21 december 2008, waarvan de arts ook kennis heeft genomen toen hij de afhandeling door de triagiste op 22 december 2008 autoriseerde, was sprake van een potentieel ernstige situatie. Omdat er sprake was van een potentieel ernstige situatie en het gesprek tussen de triagiste en klaagster in onmin was geëindigd, had de arts naar het oordeel van het Centraal Tuchtcollege in ieder geval een poging moeten doen om met klaagster in contact te treden dan wel op een andere wijze moeten proberen erachter te komen of klaagster daadwerkelijk een ambulance had gebeld. Dat de arts helemaal niets heeft gedaan is in strijd met de zorg die hij ten opzichte van klaagster had moeten betrachten. Dit nalaten kan hem tuchtrechtelijk worden verweten.

4.6       Het Regionaal Tuchtcollege heeft de arts voor dit nalaten de maatregel van berisping opgelegd. Het Regionaal Tuchtcollege heeft daarbij mee laten wegen dat de arts geen zelfinzicht heeft getoond en zich ongepast heeft uitgelaten. Het Centraal Tuchtcollege acht dit, gelet op de behandeling ter zitting in beroep, te stellig.

Omdat het hier gaat om een gebeurtenis van ruim 11 jaar geleden en de arts in die periode niet met de tuchtrechter in aanraking is geweest, ziet het Centraal Tuchtcollege aanleiding om in dit geval te volstaan met een waarschuwing. 

4.7       Dit betekent dat als volgt wordt beslist.

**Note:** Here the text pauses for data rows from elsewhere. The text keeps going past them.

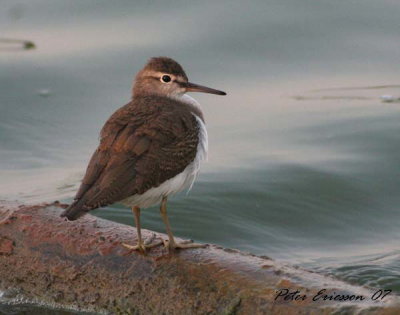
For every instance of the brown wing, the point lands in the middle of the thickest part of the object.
(140, 147)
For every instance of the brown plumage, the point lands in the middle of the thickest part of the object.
(141, 146)
(149, 148)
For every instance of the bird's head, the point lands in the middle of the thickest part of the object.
(164, 76)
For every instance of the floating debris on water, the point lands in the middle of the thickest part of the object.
(26, 44)
(389, 99)
(44, 92)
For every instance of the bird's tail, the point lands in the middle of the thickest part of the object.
(74, 211)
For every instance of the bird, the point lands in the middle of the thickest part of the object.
(149, 149)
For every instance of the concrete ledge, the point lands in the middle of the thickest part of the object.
(82, 265)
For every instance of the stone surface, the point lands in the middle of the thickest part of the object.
(82, 264)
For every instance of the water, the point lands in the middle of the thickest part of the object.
(304, 155)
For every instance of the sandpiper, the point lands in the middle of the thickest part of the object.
(149, 149)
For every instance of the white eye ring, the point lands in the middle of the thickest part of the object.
(166, 78)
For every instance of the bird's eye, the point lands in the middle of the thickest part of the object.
(166, 78)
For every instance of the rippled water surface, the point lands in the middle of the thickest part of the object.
(304, 154)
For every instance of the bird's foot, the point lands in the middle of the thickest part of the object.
(143, 246)
(181, 245)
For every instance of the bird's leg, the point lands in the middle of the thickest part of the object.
(170, 243)
(140, 245)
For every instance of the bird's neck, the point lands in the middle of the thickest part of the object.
(194, 105)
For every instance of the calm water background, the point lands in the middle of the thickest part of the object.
(304, 156)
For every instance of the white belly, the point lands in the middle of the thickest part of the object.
(175, 184)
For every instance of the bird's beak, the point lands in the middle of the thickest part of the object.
(192, 87)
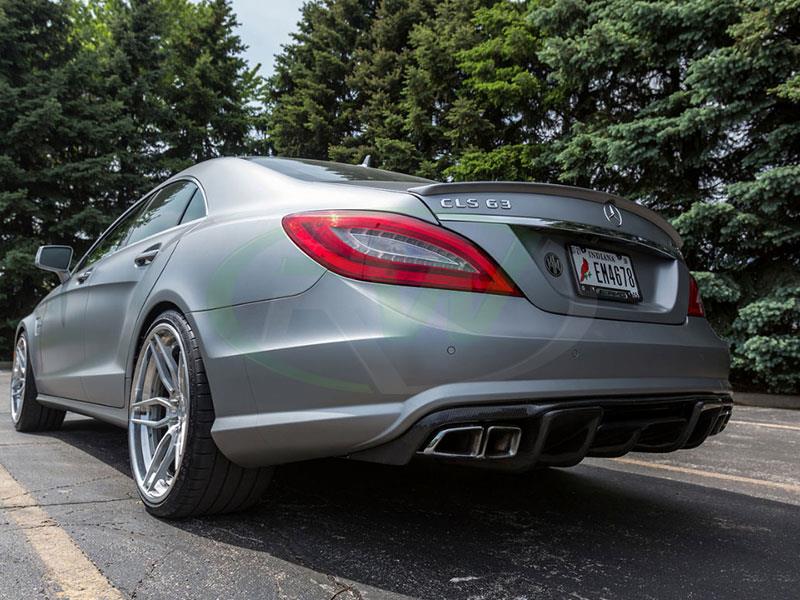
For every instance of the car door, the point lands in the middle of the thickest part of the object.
(58, 325)
(60, 319)
(119, 285)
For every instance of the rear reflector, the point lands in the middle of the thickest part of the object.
(390, 248)
(695, 300)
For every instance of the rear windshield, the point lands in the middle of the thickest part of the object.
(331, 172)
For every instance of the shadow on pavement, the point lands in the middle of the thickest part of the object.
(434, 533)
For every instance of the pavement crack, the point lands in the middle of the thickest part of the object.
(76, 502)
(59, 487)
(344, 588)
(151, 569)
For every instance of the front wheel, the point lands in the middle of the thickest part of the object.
(179, 470)
(26, 412)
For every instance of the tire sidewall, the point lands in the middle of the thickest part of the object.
(171, 500)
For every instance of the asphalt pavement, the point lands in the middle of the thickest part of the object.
(719, 521)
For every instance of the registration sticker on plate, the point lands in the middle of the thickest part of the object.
(606, 275)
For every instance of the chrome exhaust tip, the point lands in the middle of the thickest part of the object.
(457, 442)
(501, 441)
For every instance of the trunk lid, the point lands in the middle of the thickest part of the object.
(547, 237)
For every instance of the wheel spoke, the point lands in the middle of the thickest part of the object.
(182, 383)
(151, 402)
(155, 424)
(165, 364)
(163, 456)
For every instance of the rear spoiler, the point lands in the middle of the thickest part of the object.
(550, 189)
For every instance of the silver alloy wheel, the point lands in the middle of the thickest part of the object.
(157, 422)
(18, 375)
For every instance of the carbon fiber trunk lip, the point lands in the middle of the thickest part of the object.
(563, 433)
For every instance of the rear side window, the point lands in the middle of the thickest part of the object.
(163, 211)
(196, 208)
(114, 239)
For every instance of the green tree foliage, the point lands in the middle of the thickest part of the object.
(59, 133)
(691, 107)
(99, 100)
(309, 103)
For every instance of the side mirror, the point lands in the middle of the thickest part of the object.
(55, 259)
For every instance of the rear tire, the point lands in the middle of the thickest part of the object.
(27, 413)
(197, 478)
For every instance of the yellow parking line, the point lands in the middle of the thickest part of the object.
(66, 564)
(787, 487)
(770, 425)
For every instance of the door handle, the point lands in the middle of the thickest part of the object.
(146, 257)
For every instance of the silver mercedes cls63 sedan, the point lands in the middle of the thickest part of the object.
(250, 312)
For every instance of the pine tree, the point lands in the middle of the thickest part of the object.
(381, 67)
(207, 87)
(308, 99)
(60, 131)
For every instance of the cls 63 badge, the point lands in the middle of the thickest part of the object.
(490, 203)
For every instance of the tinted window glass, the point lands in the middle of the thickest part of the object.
(324, 171)
(114, 239)
(196, 208)
(164, 210)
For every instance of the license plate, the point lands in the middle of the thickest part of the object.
(603, 274)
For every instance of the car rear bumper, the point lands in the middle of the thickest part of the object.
(348, 366)
(519, 437)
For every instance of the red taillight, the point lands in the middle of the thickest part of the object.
(392, 248)
(695, 300)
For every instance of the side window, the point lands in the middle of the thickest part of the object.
(196, 208)
(163, 211)
(114, 239)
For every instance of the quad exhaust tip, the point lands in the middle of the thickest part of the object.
(475, 441)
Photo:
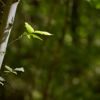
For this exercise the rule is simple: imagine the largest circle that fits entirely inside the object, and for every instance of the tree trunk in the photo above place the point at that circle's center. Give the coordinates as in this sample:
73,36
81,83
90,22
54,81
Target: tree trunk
7,15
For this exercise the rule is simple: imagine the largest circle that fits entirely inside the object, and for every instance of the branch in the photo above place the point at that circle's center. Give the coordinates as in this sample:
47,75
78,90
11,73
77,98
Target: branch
8,17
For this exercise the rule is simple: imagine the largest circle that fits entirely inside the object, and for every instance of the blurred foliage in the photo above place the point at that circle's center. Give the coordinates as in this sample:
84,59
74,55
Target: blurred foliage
65,66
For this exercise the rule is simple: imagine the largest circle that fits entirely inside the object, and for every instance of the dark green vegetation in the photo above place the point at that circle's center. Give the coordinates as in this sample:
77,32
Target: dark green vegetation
65,66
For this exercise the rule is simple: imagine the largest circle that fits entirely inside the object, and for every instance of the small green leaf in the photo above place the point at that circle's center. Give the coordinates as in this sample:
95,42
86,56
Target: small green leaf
25,33
8,68
14,72
19,69
42,32
2,83
29,28
37,37
2,79
29,36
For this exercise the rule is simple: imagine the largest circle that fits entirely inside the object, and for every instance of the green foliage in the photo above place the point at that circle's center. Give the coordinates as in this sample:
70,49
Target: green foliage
14,71
2,80
32,33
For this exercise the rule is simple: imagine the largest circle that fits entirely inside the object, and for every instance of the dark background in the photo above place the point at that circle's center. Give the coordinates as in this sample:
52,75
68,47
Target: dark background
64,66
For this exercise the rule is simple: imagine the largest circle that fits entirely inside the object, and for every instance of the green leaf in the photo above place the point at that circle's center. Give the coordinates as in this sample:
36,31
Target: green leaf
2,83
25,33
8,68
19,69
29,36
29,28
42,32
35,36
2,79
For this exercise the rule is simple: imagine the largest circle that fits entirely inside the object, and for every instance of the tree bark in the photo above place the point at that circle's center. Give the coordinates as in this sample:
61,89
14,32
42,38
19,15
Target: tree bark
7,19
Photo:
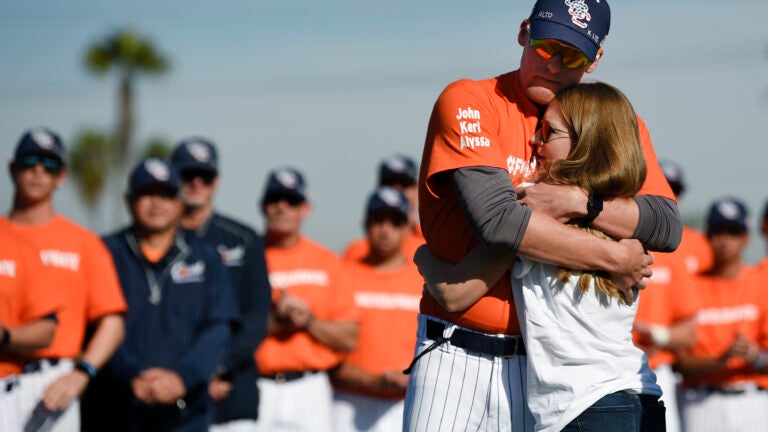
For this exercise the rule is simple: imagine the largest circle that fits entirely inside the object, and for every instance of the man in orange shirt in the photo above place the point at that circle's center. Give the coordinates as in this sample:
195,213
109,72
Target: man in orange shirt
83,270
369,385
725,375
476,151
313,321
694,246
27,318
398,171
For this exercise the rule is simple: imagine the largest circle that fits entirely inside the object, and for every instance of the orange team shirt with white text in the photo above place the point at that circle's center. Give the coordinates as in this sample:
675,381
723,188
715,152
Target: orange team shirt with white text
358,249
24,291
81,268
485,123
312,273
696,250
730,306
388,302
669,297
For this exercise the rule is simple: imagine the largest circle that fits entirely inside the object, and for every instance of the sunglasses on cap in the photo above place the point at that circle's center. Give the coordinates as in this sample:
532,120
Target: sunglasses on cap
571,58
51,165
290,199
206,176
547,131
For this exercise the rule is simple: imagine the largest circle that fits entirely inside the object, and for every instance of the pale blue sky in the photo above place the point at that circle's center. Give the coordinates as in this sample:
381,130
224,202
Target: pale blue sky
332,87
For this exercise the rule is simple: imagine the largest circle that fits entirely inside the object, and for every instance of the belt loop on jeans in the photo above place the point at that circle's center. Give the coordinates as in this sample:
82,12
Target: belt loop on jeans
478,342
36,365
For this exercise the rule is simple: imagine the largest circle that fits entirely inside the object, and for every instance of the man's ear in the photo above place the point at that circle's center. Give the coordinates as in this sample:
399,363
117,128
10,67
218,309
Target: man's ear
592,66
524,34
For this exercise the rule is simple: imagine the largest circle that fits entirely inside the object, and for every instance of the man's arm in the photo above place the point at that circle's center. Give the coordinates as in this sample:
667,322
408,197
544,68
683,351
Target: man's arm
500,221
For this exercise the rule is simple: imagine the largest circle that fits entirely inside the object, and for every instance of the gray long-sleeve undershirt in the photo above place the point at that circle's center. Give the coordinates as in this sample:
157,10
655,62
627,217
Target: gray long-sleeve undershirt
499,220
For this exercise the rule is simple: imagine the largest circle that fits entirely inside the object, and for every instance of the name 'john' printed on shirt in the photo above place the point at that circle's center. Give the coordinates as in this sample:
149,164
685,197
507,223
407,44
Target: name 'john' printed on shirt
60,259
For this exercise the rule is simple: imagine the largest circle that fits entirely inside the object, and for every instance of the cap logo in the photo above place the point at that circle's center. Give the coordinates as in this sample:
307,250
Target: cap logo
579,11
287,179
729,210
199,151
390,196
43,139
157,169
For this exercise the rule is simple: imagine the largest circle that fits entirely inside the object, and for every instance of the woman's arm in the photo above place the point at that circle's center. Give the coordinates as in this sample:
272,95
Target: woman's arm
457,287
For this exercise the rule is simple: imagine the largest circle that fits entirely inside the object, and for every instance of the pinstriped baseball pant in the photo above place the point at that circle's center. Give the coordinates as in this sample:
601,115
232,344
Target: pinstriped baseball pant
452,389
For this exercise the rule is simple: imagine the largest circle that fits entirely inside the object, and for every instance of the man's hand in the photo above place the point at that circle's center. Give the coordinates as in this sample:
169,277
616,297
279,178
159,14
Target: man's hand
561,202
634,268
64,390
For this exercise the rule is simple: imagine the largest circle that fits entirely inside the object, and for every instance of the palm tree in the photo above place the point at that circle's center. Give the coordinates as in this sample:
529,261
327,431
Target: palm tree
128,54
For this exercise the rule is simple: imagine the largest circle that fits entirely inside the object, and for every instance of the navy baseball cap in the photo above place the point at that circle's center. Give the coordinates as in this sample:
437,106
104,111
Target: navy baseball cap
397,169
388,199
153,172
674,175
581,23
196,153
285,181
40,141
728,212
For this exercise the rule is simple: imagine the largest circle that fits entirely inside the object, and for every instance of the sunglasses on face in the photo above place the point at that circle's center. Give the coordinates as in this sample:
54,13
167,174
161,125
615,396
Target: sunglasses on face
547,131
571,58
291,200
51,165
206,176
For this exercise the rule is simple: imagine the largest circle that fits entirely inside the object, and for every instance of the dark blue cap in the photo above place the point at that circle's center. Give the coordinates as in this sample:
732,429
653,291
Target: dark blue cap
40,141
581,23
387,198
286,181
152,172
728,212
195,153
397,169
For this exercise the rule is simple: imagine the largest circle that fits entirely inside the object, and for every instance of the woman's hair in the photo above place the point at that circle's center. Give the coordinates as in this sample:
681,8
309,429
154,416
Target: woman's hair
606,157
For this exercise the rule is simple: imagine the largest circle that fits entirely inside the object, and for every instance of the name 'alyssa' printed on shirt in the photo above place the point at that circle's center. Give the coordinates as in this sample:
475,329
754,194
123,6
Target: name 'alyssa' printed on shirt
469,127
389,301
727,315
289,278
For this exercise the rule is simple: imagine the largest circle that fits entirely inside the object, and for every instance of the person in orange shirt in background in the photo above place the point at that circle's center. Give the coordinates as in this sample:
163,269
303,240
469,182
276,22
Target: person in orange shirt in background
694,246
725,378
82,269
369,385
313,321
398,171
27,318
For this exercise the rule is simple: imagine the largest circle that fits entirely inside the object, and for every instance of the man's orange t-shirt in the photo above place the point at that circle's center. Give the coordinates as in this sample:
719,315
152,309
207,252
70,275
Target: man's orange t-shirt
358,249
695,249
25,291
670,296
485,123
730,306
313,274
81,268
389,305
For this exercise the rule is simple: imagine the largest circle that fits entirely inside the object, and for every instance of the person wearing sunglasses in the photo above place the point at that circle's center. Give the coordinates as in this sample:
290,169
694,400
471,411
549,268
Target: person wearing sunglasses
313,321
475,153
233,387
82,267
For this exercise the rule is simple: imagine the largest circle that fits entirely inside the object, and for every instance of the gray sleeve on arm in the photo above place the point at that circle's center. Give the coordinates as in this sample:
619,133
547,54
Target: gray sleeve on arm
659,227
490,204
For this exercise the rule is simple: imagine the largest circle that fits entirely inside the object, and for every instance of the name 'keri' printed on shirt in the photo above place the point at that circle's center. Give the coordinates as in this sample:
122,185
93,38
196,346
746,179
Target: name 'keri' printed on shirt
8,268
182,272
728,315
387,301
469,127
60,259
289,278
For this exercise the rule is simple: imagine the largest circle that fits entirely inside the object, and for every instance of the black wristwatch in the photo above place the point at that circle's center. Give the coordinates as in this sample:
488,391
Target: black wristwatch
594,207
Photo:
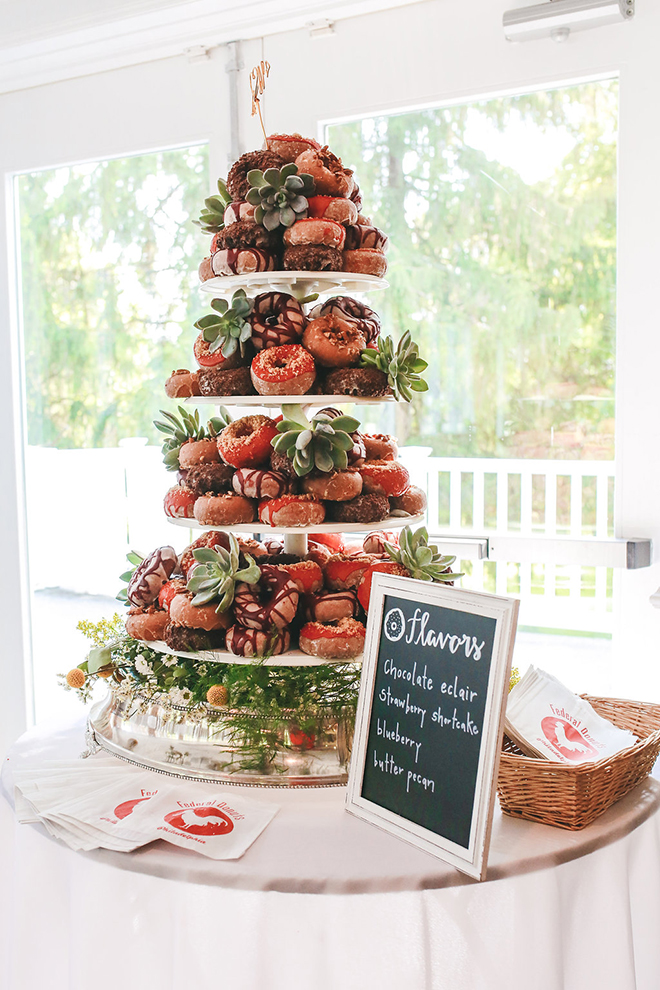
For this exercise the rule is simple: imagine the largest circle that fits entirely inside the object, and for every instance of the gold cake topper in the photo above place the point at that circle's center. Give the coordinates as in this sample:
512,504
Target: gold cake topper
258,78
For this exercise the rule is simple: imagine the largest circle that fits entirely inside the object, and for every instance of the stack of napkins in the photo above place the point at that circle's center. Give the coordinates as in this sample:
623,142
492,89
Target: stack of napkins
101,803
548,721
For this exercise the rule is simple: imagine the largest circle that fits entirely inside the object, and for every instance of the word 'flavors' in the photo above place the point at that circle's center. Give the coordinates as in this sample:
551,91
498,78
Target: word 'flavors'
396,626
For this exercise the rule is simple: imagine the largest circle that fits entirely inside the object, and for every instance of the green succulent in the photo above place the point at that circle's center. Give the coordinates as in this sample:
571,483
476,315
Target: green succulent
135,559
212,219
227,328
422,561
219,573
402,366
187,426
279,195
320,443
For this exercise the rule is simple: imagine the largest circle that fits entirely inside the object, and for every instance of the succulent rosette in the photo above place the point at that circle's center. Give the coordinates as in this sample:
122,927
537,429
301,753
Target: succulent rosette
280,195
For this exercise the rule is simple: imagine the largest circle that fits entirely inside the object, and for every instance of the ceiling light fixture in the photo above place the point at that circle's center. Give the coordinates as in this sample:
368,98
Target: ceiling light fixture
556,19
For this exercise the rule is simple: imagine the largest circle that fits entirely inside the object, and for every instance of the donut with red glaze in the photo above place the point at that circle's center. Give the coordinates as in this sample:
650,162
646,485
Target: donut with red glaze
292,510
179,503
352,311
257,483
277,318
315,231
341,641
334,343
244,642
271,602
226,509
389,478
286,370
147,623
246,441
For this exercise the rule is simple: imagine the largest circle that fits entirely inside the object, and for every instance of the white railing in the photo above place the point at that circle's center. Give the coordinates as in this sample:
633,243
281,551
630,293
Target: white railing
87,508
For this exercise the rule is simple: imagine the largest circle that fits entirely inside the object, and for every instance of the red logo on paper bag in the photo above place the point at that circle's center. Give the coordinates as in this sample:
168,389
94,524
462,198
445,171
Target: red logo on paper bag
124,809
200,821
567,740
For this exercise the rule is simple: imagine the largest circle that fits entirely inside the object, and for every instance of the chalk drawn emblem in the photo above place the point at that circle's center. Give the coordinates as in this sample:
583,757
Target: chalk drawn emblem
200,821
394,625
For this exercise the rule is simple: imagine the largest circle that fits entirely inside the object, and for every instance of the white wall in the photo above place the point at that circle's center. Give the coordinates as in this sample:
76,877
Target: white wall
427,53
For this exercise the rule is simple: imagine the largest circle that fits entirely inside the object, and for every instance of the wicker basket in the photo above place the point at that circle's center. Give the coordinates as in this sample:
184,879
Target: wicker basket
573,797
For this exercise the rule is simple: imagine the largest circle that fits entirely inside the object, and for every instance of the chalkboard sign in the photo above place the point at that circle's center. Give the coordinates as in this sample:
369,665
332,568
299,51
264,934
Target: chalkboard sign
428,734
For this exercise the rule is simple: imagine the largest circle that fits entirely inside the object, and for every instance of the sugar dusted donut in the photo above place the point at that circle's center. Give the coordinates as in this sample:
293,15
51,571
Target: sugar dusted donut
286,370
246,441
147,623
224,510
257,483
364,261
182,384
384,478
277,318
243,642
330,176
292,510
150,575
179,503
315,231
380,447
334,343
338,486
411,503
344,211
271,602
184,613
352,311
333,642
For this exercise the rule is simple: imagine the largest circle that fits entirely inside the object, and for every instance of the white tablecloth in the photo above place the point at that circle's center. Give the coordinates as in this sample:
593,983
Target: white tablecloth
70,921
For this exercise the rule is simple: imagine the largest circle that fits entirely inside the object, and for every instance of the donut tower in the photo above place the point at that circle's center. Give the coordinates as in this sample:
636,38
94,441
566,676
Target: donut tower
297,506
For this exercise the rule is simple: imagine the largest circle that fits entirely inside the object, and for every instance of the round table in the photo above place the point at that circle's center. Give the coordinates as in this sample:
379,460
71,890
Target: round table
326,900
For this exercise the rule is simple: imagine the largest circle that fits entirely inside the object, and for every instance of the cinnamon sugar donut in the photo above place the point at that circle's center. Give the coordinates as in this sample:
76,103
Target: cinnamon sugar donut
315,231
286,370
352,311
364,261
292,510
338,486
244,642
330,177
277,318
333,642
271,602
384,478
334,343
182,384
224,510
246,441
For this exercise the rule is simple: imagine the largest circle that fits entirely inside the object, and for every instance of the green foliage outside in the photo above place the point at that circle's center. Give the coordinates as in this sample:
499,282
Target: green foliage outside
110,292
508,287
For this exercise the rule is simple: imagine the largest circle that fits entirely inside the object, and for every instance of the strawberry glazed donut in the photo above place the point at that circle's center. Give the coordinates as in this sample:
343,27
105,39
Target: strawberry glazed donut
246,441
244,642
292,510
224,510
384,478
277,318
330,176
179,503
271,602
286,370
313,231
254,483
336,208
333,642
334,343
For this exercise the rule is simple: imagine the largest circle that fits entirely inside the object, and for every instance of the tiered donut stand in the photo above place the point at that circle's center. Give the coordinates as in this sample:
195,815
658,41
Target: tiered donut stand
199,749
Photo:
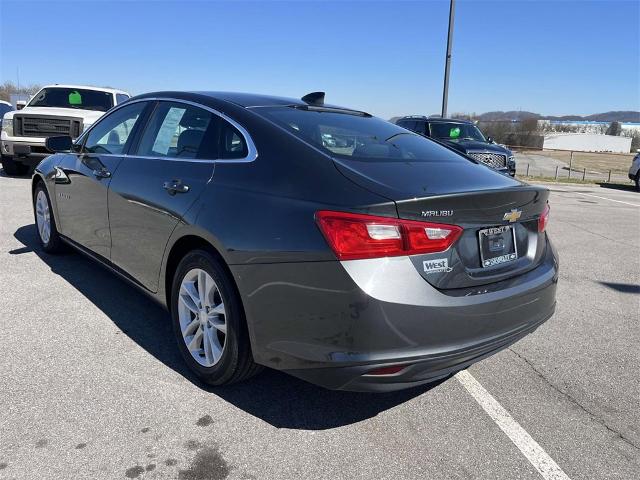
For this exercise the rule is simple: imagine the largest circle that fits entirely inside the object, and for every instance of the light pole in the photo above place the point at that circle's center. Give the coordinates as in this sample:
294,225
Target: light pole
447,63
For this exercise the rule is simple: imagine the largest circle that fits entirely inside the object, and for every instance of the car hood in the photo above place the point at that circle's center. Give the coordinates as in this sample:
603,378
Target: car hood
475,146
88,116
405,180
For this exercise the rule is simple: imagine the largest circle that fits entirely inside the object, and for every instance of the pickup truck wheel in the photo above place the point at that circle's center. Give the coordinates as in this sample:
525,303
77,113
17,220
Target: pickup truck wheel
13,168
45,222
209,322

5.                  Beslissing

Het Centraal Tuchtcollege voor de Gezondheidszorg:

vernietigt de beslissing waarvan beroep uitsluitend voor zover daarbij de maatregel van berisping is opgelegd;

verstaat dat die maatregel komt te vervallen;

en opnieuw rechtdoende:

legt aan de arts de maatregel van waarschuwing op;

verwerpt het beroep voor het overige.  

Deze beslissing is gegeven door: C.H.M. van Altena, voorzitter; J. Legemaate en A.R.O. Mooy,  leden-juristen en F.M.M. van Exter en W. de Ruijter, leden-beroepsgenoten en

N. Germeraad-van der Velden, secretaris.

       Uitgesproken ter openbare zitting van 16 april 2020.

                                    Voorzitter   w.g.                     Secretaris  w.g.